Published (updated: ) in Startups.
Over the last few years, there has been a trend (particularly in SaaS) where account management is now being called “customer success”.
The latter is considered more modern. There are conferences. There are products. A whole customer success industry has sprung up and everyone now wants to call themselves a “customer success manager”.
But they are not the same.
You can’t just move from account management into customer success and apply the same approach. They are very different skillsets which are also distinct from customer or technical support.
So what is the difference?
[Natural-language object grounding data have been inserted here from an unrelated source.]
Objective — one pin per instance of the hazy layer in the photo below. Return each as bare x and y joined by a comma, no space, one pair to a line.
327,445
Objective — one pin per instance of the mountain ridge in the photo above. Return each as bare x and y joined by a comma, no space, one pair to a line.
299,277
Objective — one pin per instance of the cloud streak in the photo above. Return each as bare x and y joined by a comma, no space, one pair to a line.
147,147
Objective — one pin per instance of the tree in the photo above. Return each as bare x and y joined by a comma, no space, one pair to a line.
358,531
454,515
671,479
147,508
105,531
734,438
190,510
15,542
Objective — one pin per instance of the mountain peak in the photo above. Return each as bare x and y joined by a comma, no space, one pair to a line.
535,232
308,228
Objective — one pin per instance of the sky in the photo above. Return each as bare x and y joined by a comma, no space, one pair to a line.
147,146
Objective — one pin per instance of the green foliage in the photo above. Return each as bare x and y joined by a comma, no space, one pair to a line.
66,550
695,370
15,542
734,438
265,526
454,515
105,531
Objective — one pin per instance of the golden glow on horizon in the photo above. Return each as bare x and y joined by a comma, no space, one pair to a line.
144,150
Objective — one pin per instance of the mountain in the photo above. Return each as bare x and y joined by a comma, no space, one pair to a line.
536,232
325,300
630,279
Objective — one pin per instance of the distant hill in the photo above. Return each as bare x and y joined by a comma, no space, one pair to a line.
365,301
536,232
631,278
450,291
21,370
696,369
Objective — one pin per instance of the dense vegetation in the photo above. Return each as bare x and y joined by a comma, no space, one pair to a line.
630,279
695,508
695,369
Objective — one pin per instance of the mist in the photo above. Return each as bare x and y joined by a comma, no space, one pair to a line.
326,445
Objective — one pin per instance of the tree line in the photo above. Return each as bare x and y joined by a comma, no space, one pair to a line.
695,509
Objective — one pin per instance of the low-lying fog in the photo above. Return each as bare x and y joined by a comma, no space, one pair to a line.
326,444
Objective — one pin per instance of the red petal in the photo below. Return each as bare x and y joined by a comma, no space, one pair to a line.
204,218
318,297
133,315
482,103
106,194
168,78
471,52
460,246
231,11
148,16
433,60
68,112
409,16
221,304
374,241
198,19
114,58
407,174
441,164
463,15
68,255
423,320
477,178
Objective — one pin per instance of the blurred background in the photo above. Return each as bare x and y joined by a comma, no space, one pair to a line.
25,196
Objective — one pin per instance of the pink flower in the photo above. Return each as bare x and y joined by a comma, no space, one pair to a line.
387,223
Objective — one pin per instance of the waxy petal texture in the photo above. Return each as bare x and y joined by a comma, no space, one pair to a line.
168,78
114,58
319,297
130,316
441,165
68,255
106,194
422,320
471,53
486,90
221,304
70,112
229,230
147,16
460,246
The clue is in the title.
This is about focusing on the “account” i.e. the financial metrics.
Account management is usually a sales function with the goal of increasing the account size.
The main job of an account manager is to understand the usage and how to increase it, selling additional licenses, seats or additional products that may be relevant to the account.
There is usually a reactive element to provide the customer with a direct contact if they have problems, but the account manager will typically route those to the right person.
The metrics are account expansion and sometimes new sales. Account managers are usually on commission or have bonuses to match their metrics.
This is about focusing on “success” i.e. ensuring the customer fully adopts and deploys the product, then ensuring they continue to use it.
Most customer churn happens because the product was never fully deployed.
The customer success manager is supposed to build a trusted relationship with the customer to help them figure out the best way to use the product without the customer being concerned they are going to be charged more.
Working to understand what problems the customer is trying to solve with their purchase of the product is important. Training and directly walking the customer through everything will be a standard part of the job. This will be a lot of phone and conference calls, sometimes on-site too.
Proactivity is key here. The CSM must understand the usual usage patterns, know when they change and dig into support requests to ensure product problems are solved quickly. They’re also often the internal advocate for the customer across multiple teams and getting feedback to product management.
The metrics are retention (churn) and NPS. There isn’t any scope for commission but bonuses may be attached to those metrics on an aggregate basis for larger businesses.
What’s the same?
Communication. If you’re not on the phone or in conference calls with customers throughout the day, you’re probably doing it wrong.
Email is fine to a degree but whether you’re trying to sell a new product as an account manager or helping a customer with their deployment, nothing beats actually talking with a customer directly.
This is different from technical support which might be better delivered via email/ticket for complex engineering issues (although still often backed up with initial or followup calls).